Americans do not enjoy high wages. They enjoy artificially high wages, which they pay for with higher costs, and lost jobs.
I'll give you an example. When I was a kid, when you bought groceries at a grocery store, you didn't have to sack your own groceries, and you didn't have to push that cart full of groceries to your car. An employee of the store did that for you, and he even placed the groceries in your truck or the trunk of the car for you. (Driving it home, and getting the groceries into your house was, sadly, your responsibility.)
What happened to those guys and girls who did that for you? Well, minimum wage laws took those jobs away. And, not coincidentally, our standard of living began to fall.
Here's a question for you. If minimum wage laws are so good, why stop at a measly ten bucks an hour? Why not make it twenty bucks? Heck, lets make it a hundred bucks an hour, then we'll all be rich!

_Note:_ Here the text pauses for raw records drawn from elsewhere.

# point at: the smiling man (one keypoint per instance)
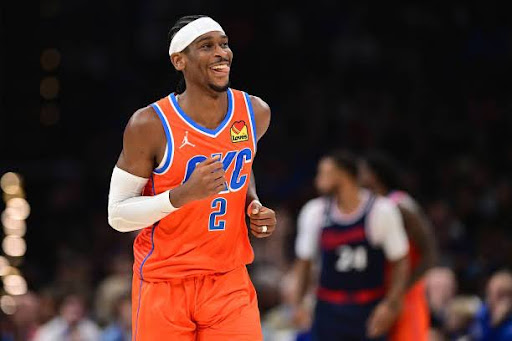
(184, 179)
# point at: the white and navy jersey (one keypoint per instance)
(353, 248)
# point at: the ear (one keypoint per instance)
(178, 61)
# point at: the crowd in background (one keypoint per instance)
(428, 84)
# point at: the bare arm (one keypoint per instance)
(143, 142)
(398, 282)
(262, 219)
(420, 233)
(262, 118)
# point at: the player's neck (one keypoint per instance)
(206, 108)
(348, 198)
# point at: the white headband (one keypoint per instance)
(191, 31)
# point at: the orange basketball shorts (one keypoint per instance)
(210, 307)
(414, 321)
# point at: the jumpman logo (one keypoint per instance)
(186, 142)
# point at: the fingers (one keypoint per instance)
(255, 208)
(263, 230)
(371, 326)
(260, 235)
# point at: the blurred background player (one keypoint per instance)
(356, 233)
(184, 179)
(493, 320)
(379, 173)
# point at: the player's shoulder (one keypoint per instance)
(384, 205)
(144, 123)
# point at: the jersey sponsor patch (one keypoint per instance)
(239, 132)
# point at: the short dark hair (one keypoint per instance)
(180, 23)
(385, 169)
(344, 160)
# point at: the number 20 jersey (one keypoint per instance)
(209, 235)
(352, 270)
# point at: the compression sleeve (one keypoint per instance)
(128, 210)
(387, 229)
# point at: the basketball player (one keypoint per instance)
(379, 173)
(184, 179)
(356, 234)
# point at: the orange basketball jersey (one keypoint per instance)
(209, 235)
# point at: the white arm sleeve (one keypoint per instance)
(386, 229)
(309, 223)
(128, 210)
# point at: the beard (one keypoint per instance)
(218, 88)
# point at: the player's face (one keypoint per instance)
(366, 176)
(209, 61)
(327, 177)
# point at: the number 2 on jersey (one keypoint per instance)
(219, 206)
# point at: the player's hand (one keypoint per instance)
(262, 220)
(381, 319)
(208, 178)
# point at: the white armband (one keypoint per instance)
(128, 210)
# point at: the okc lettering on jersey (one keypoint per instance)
(239, 157)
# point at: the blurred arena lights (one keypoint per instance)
(14, 246)
(10, 183)
(49, 87)
(15, 285)
(18, 208)
(50, 59)
(50, 114)
(15, 228)
(8, 305)
(4, 266)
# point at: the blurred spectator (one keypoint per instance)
(112, 287)
(460, 314)
(26, 317)
(71, 324)
(494, 319)
(441, 288)
(121, 327)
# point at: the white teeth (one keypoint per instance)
(219, 67)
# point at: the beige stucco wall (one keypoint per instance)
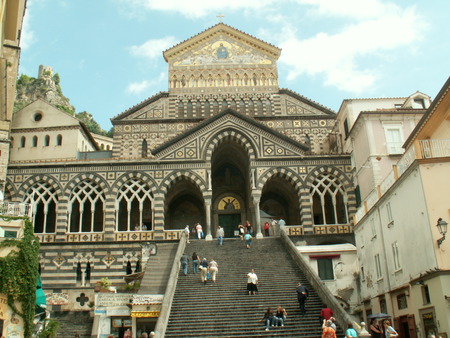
(345, 267)
(436, 182)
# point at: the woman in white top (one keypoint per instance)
(213, 269)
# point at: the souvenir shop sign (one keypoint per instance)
(147, 299)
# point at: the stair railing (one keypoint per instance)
(342, 317)
(163, 319)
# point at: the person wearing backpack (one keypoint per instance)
(351, 332)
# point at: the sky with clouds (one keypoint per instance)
(108, 53)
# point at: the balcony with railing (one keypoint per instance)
(12, 219)
(421, 149)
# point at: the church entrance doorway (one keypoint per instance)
(229, 223)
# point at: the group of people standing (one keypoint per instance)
(208, 270)
(382, 329)
(272, 319)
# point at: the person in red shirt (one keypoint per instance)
(326, 313)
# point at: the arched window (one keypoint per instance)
(259, 108)
(198, 108)
(268, 106)
(86, 207)
(189, 109)
(329, 201)
(251, 108)
(215, 107)
(42, 197)
(242, 106)
(144, 148)
(134, 206)
(233, 104)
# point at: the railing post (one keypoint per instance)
(418, 149)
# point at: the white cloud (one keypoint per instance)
(27, 37)
(137, 88)
(152, 49)
(198, 8)
(336, 56)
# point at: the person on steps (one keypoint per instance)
(252, 283)
(280, 316)
(302, 295)
(184, 263)
(195, 262)
(248, 240)
(204, 270)
(220, 235)
(213, 269)
(268, 318)
(327, 330)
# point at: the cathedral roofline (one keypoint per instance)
(202, 36)
(306, 100)
(216, 117)
(139, 106)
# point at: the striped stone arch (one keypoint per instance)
(83, 177)
(136, 175)
(10, 190)
(347, 184)
(37, 178)
(286, 173)
(233, 135)
(175, 176)
(332, 178)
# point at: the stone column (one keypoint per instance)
(256, 200)
(208, 236)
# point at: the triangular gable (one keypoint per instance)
(238, 46)
(267, 143)
(297, 104)
(50, 116)
(153, 107)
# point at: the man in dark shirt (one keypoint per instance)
(302, 294)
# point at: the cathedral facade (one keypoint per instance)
(225, 144)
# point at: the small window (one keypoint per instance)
(396, 255)
(426, 295)
(37, 117)
(402, 302)
(10, 234)
(378, 266)
(325, 268)
(389, 214)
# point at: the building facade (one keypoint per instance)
(404, 262)
(223, 144)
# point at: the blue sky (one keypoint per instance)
(108, 53)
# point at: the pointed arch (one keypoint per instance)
(144, 148)
(229, 135)
(86, 207)
(328, 192)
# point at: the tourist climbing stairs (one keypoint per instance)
(225, 309)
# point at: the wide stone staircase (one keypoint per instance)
(157, 269)
(225, 309)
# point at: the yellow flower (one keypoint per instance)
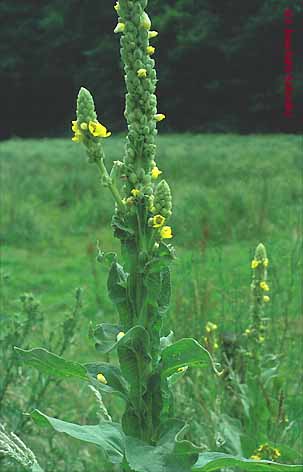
(150, 50)
(152, 34)
(120, 335)
(266, 262)
(75, 126)
(276, 452)
(78, 137)
(135, 192)
(141, 73)
(160, 117)
(145, 21)
(101, 378)
(158, 221)
(264, 286)
(210, 327)
(98, 130)
(119, 28)
(166, 232)
(254, 263)
(155, 172)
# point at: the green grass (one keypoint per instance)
(229, 192)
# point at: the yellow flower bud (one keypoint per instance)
(135, 192)
(101, 378)
(119, 28)
(141, 73)
(264, 286)
(160, 117)
(210, 327)
(166, 232)
(78, 137)
(98, 130)
(75, 126)
(266, 262)
(254, 263)
(120, 335)
(152, 34)
(158, 221)
(145, 21)
(155, 173)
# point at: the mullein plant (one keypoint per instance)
(149, 437)
(256, 332)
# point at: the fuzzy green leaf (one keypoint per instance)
(209, 461)
(134, 352)
(116, 283)
(115, 381)
(165, 291)
(105, 336)
(169, 455)
(166, 341)
(183, 353)
(36, 467)
(107, 435)
(51, 364)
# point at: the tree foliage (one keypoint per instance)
(221, 63)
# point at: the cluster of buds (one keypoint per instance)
(141, 103)
(210, 339)
(265, 451)
(87, 128)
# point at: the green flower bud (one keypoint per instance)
(145, 21)
(163, 200)
(85, 107)
(133, 178)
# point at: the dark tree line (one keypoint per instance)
(220, 64)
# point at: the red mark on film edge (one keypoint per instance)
(288, 64)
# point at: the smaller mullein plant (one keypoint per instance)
(149, 437)
(259, 297)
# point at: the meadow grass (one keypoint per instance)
(229, 193)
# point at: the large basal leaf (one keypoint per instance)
(209, 461)
(51, 364)
(115, 381)
(185, 352)
(169, 455)
(107, 435)
(36, 468)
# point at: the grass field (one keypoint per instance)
(229, 192)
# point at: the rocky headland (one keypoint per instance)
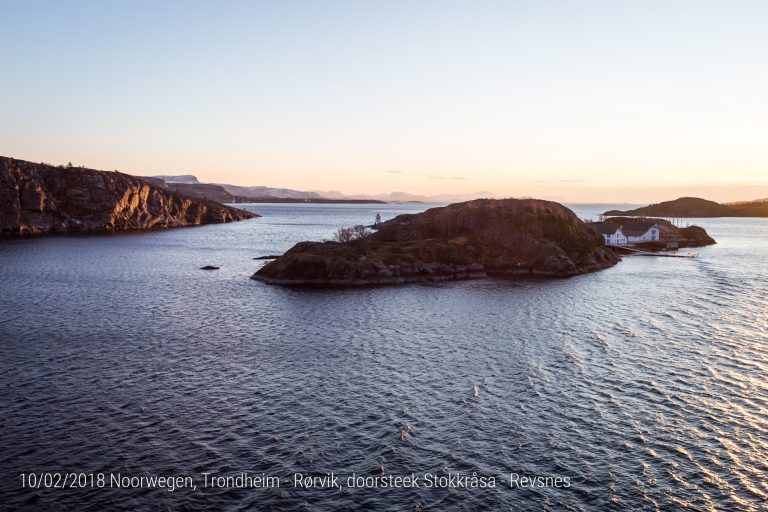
(474, 239)
(41, 198)
(698, 207)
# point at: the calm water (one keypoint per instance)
(645, 384)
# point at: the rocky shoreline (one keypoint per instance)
(41, 198)
(471, 240)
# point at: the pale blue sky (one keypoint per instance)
(573, 100)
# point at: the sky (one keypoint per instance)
(591, 101)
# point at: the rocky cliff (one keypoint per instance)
(40, 198)
(485, 237)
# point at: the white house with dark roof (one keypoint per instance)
(641, 231)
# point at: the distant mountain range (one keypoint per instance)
(698, 207)
(226, 193)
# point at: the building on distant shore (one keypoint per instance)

You can't legislate wealth. If you're a politician you can make yourself rich, and your cronies rich, but you can't create wealth by legislation or decree. Only a free market can do that.
What would happen in the U.S. if we went to a free market? I don't know, because a free market is smarter than any of us. But I suspect that some folks would indeed get a pay cut. (There isn't a hamburger flipper in the world worth $15 an hour.) Businesses would hire more people. Businesses would stop going overseas, and some of them would even start coming back. Entrepreneurs could once again afford to take risks and innovate. Those businesses that did move overseas will face new competition from younger, hungrier businesses forming in the U.S.
And a period of unheard-of prosperity would begin. Because only a free market, and a free people, can create wealth.